Tras revisar el inmueble y no encontrar a Héctor, se retiraron del inmueble; pero la mujer los encaró y amenazó con presentar una denuncia en su contra por daños.
Los elementos le dijeron a la mujer que los acompañara para que ella presentara su denuncia; sin embargo, fue detenida y puesta a disposición del agente del Ministerio Público por el presunto delito de Homicidio doloso al cometer secuestro.
–Yo no sabía por qué motivo y jamás me quisieron decir nada, sólo me dijeron que ya me enteraría –expresó la mujer; y agregó que conoció de su acusación hasta la audiencia de control de detención.
El agente del Ministerio Público solicitó a una jueza de control de garantías la vinculación a proceso en contra de María Estela por tener a su nombre un teléfono celular que fue utilizado en el caso de un secuestro.
Se trata del caso relacionado con la carpeta de investigación FLP/617/2012 en agravio de César «N», vecino del municipio de Yautepec y quien fue privado de su libertad la mañana del 8 de noviembre de 2012.
Mediante una llamada telefónica realizada, supuestamente, por una mujer al padre de la víctima, se le exigió un pago de 200 mil pesos a cambio de la libertad de César.
El hombre realizó un pago de 100 mil pesos, pero su hijo nunca fue liberado.Por tal motivo, inició la denuncia correspondiente; hasta que el 14 de noviembre de ese año, el cuerpo del joven ingeniero fue encontrado en la cajuela de su auto Chevy, en la colonia Bella Vista.
El médico forense realizó el examen del cadáver de la víctima y determinó que había sido asesinado 72 horas antes, a causa de asfixia por sofocación.
Ante esta imputación, María Estela refirió que el teléfono con el cual se le relacionaba lo había perdido y el día en que ocurrió el secuestro, ella se encontraba en la ciudad de La Paz, Baja California.
La mujer dijo que había ido a visitar a su hijo Miguel Ángel desde el 9 de octubre y que regresó a Cuernavaca el 9 de diciembre de ese mismo año.
Presentó ante el juez los boletos del viaje que realizó y que mantenía archivados para justificar sus gastos ante Hacienda.
Aunado a esto, su hijo Gustavo y su hermana Mireya declararon que ella era una mujer trabajadora, que se mantenía del ingreso de los servicios de sus pipas «y que no tenía la necesidad de andar realizando actividades ilícitas”.
–Yo soy una mujer de trabajo.

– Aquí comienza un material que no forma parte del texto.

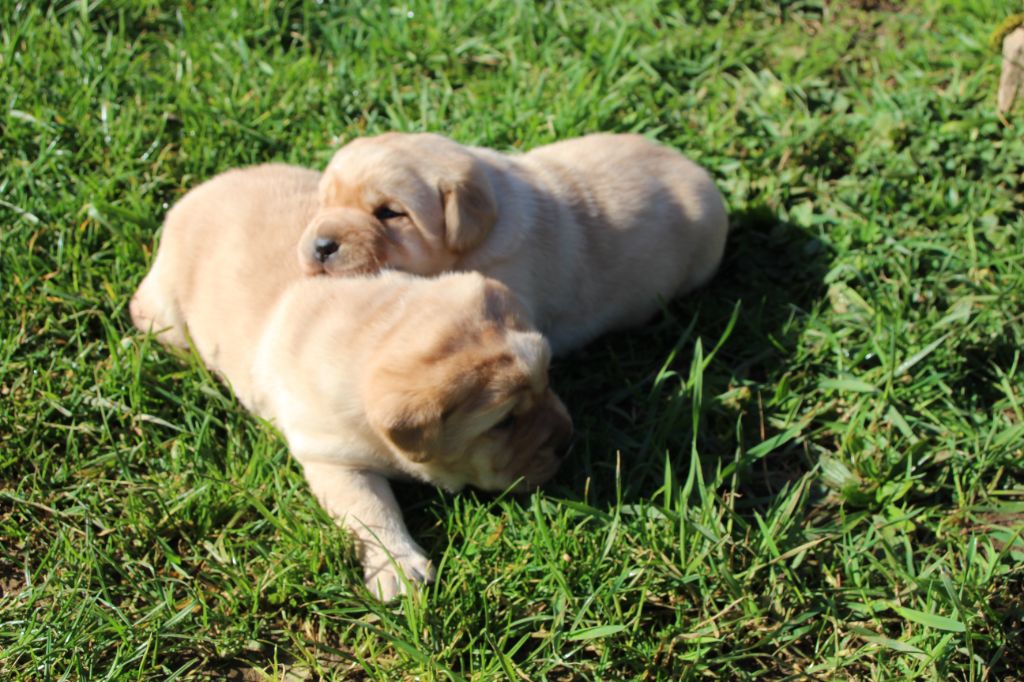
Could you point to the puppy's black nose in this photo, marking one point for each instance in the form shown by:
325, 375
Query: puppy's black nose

Yo no arriesgaría mi patrimonio por una cosa así ni en secuestro porque a mí me enseñaron a ganarnos el pan con nuestro trabajo –dijo en su momento la imputada.
Sin embargo, la jueza de control determinó vincular a proceso a la mujer para ser juzgada en un juicio oral.
Con respecto al caso de Laila, nuera de María Estela, ella fue puesta en libertad debido a que los agentes intentaron justificar con una orden de cateo que les fue otorgada después de que allanaron el domicilio.
El juez del caso observó deficiencias en la detención de la joven, que evidenciaban la planeación que realizaron los agentes ministeriales para inculparla, lo que reveló la falta de objetividad y deber de lealtad.
De acuerdo con información recabada, se conoció que Héctor «N», hijo y esposo de las mujeres, es investigado por su probable relación en el secuestro de César y otras actividades ilícitas relacionadas con la delincuencia organizada.